Television: Fargo, "Waiting for Dutch"

So a few years back, I think it was, I remember reading a news story about a person hitting a homeless man with their car. The homeless man got stuck in the windshield, and the driver took the car home and put it in their garage and left the man stuck until he died. Or something like that. I may have the details a bit wrong, but that was the chief idea, and that story was brought back to me forcibly when I watched this episode.

But first, some background.

This season of Fargo is set in 1979 and covers the "Sioux Falls" incident Molly's father Lou mentioned years later—something that happened when he was a police officer. So now we have a young Lou (Patrick Wilson) and an even younger Molly, and his wife who is going through chemotherapy.

We also have the Gerhardts. A sort of crime family. Father Otto, Mother Floyd, and three sons: Dodd (Jeffery Donovan, who I remember from The Pretender), Bear (I think his name was?), and Rye (Kieran Culkin). Rye is a weasel who doesn't want to pull his weight and "has ambitions" in the way of being a typewriter distributor. Seriously. But in order to get into that particular business, he has to convince a judge to release some funds.

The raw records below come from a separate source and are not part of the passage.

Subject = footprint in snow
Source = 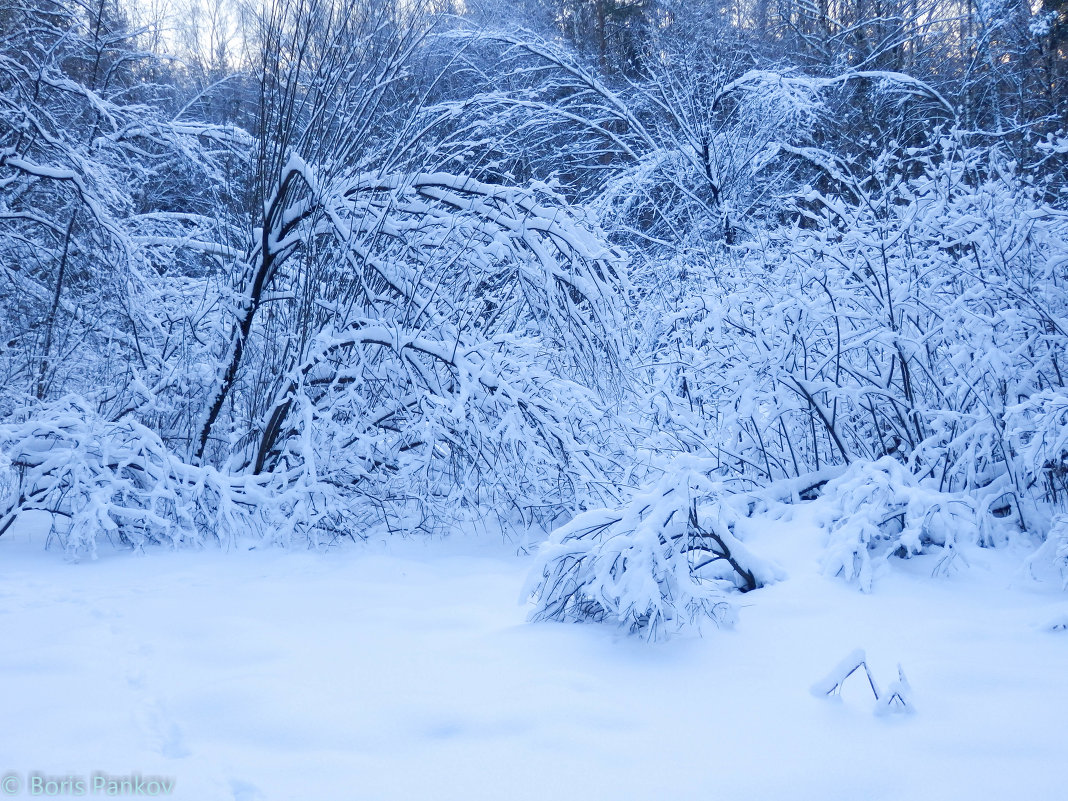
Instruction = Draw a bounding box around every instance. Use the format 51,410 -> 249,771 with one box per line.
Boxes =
229,779 -> 264,801
136,698 -> 191,759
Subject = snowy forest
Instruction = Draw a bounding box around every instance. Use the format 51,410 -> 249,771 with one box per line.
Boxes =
1,0 -> 1068,632
3,0 -> 1068,797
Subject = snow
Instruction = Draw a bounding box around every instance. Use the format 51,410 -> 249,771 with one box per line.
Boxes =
2,508 -> 1066,801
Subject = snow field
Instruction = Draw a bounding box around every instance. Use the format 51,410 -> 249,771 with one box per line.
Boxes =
1,515 -> 1066,801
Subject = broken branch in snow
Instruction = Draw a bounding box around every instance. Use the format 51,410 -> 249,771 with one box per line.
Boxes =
812,650 -> 915,715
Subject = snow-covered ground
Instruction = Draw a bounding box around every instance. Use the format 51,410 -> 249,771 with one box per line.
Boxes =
2,513 -> 1066,801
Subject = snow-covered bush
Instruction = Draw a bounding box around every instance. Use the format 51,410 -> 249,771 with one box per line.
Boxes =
623,127 -> 1068,559
0,399 -> 220,552
525,460 -> 782,638
0,1 -> 633,546
1025,515 -> 1068,589
0,441 -> 13,514
1006,390 -> 1068,513
0,0 -> 239,421
818,458 -> 994,591
186,167 -> 629,533
0,398 -> 342,554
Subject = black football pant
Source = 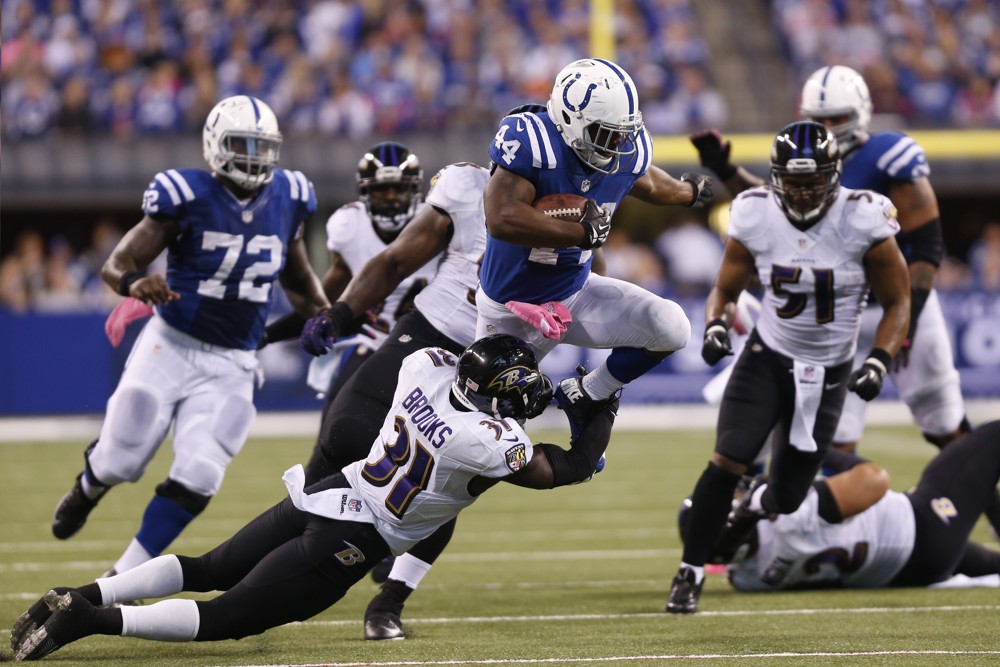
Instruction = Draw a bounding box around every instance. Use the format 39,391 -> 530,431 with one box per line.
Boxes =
681,332 -> 851,567
175,474 -> 390,641
893,421 -> 1000,586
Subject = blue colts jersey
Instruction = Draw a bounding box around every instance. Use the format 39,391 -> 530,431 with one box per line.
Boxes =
842,130 -> 931,264
482,109 -> 652,303
141,168 -> 316,349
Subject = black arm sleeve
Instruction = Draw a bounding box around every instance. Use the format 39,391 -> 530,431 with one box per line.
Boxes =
896,217 -> 944,267
536,405 -> 616,488
821,448 -> 868,475
261,312 -> 307,345
812,480 -> 844,524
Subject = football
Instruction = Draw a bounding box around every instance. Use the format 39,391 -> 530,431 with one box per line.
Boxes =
533,193 -> 589,222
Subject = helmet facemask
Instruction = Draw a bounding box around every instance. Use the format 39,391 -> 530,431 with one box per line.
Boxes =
203,96 -> 282,191
357,143 -> 423,236
217,133 -> 281,190
770,121 -> 842,230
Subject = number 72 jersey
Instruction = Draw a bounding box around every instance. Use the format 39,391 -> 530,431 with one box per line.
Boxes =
729,186 -> 899,366
142,168 -> 316,350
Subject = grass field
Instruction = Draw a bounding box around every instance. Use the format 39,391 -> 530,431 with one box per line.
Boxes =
2,423 -> 999,666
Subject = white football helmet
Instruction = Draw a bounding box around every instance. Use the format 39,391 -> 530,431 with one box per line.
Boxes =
203,96 -> 282,190
547,59 -> 643,174
799,65 -> 872,155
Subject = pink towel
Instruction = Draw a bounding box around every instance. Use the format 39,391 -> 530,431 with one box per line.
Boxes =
505,300 -> 572,340
105,297 -> 153,348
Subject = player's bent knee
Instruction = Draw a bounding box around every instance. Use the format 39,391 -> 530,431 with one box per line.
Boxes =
211,395 -> 255,457
156,478 -> 211,517
645,299 -> 691,352
174,454 -> 227,497
108,387 -> 160,450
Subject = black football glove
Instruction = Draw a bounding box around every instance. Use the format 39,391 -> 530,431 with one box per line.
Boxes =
848,349 -> 891,402
689,129 -> 737,180
578,199 -> 611,249
701,319 -> 733,366
680,172 -> 714,208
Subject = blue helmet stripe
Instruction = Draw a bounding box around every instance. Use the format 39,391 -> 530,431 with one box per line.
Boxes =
247,96 -> 262,126
593,58 -> 635,115
818,66 -> 834,103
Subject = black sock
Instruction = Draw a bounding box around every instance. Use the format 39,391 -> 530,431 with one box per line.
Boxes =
91,606 -> 124,636
76,583 -> 103,607
681,463 -> 743,566
367,579 -> 412,616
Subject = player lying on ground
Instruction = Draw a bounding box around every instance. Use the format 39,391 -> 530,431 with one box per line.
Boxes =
11,334 -> 616,662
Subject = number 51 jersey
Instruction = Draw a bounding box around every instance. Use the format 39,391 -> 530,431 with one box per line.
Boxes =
729,186 -> 899,366
141,168 -> 316,350
341,347 -> 535,555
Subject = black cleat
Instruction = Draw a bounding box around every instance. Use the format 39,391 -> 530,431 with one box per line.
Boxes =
52,474 -> 106,540
14,590 -> 95,661
665,566 -> 703,614
364,612 -> 404,641
554,366 -> 616,443
711,476 -> 769,565
10,588 -> 74,653
370,556 -> 395,584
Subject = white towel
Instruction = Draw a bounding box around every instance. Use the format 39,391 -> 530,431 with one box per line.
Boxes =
306,347 -> 346,396
789,360 -> 825,452
282,464 -> 375,524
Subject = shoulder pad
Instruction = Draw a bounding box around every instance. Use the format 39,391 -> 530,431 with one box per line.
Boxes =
488,112 -> 559,174
842,189 -> 900,238
864,132 -> 930,180
427,162 -> 490,209
143,169 -> 201,217
279,169 -> 317,212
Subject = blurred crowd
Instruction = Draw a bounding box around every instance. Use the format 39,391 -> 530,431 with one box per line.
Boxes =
1,0 -> 722,141
775,0 -> 1000,128
4,217 -> 999,314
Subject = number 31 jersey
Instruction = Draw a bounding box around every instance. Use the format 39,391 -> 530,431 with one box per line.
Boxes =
728,186 -> 899,366
142,168 -> 316,349
342,347 -> 534,555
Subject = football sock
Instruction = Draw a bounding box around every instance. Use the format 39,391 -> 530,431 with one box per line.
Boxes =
97,555 -> 184,606
679,563 -> 705,585
682,463 -> 743,566
582,361 -> 625,401
80,472 -> 107,500
605,347 -> 661,385
112,538 -> 154,573
388,553 -> 433,590
121,599 -> 200,641
134,495 -> 198,558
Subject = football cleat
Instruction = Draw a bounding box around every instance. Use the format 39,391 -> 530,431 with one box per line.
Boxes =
665,566 -> 703,614
554,366 -> 617,443
10,588 -> 74,653
364,612 -> 405,641
711,476 -> 769,565
52,474 -> 106,540
14,590 -> 94,661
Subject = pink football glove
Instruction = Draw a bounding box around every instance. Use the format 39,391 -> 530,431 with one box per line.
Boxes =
105,297 -> 154,348
505,300 -> 572,340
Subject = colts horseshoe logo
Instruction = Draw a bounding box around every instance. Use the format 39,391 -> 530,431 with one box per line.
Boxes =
563,73 -> 598,112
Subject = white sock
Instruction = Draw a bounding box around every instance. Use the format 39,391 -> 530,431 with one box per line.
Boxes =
112,538 -> 154,574
120,599 -> 200,641
80,475 -> 107,499
680,562 -> 705,584
581,362 -> 623,401
388,553 -> 433,590
98,555 -> 184,606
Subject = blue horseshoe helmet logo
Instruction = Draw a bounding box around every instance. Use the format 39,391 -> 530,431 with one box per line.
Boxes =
563,73 -> 598,112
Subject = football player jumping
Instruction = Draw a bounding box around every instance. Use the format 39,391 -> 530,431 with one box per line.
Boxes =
12,335 -> 617,662
49,96 -> 330,578
666,121 -> 911,614
477,58 -> 712,425
691,65 -> 972,457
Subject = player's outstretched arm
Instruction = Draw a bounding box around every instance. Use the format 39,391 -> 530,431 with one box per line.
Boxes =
628,165 -> 713,208
501,398 -> 618,490
102,215 -> 181,306
338,204 -> 452,317
484,167 -> 590,248
689,129 -> 765,196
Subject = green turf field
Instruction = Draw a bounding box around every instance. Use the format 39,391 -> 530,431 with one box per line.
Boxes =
2,424 -> 998,666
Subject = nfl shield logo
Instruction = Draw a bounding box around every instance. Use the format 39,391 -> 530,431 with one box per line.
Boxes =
242,210 -> 253,223
581,179 -> 591,193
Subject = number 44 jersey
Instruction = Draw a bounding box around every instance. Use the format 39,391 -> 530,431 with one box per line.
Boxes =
142,168 -> 316,350
342,347 -> 535,555
729,186 -> 900,367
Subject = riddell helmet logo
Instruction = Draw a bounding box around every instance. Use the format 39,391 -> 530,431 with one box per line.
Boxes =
488,366 -> 537,394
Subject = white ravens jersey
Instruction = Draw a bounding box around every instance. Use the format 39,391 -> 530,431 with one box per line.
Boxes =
727,486 -> 916,590
413,162 -> 490,348
342,347 -> 534,555
326,200 -> 438,346
729,186 -> 899,365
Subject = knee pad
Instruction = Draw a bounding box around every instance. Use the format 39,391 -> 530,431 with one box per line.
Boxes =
211,395 -> 256,456
107,386 -> 160,450
94,386 -> 163,483
155,479 -> 211,517
643,299 -> 691,352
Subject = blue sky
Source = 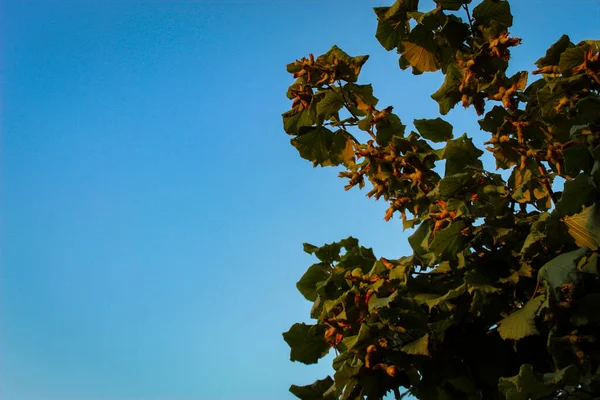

And the way he goes about that gets very messy, involving killing multiple people at a Waffle Hut—and lands him in the windshield of Peggy Blomquist's car.

This is where you came in.

Peggy and her husband Ed also have ambitions. Ed wants a family (though Peggy seems to be evasive on this), and he plans to take over the butcher shop when his boss retires. He's the sensible sort and wants to go right to the police when he realizes his wife has hit a man with her car and then brought him home and left him to die. Still, he's forced to kill Rye outright when Rye attacks. And Peggy convinces Ed they'll just both end up in prison and no family or butcher shop for them, so Rye's body instead goes into the big chest freezer.

All this, and Otto has had a stroke, and there is another group planning to "acquire" the Gerhardt "business." Really, the show is all about plans and how they don't work out.

So we're set up for a lot of conflict, and really the show is just so well written and well done overall it's quite fun to watch. Can be very tense because you really never know what might happen or who might die. Nothing seems to be a given. Well, I guess we know Lou and Molly make it. Everyone else, though, is up for grabs. And that's what makes it fun.

1 comment:

Christine Rains said...

Glad to hear you liked it. I enjoyed it more than the beginning last season. The only thing I wonder is how Reagan (Bruce Campbell) is a part of it, or if he is just atmosphere.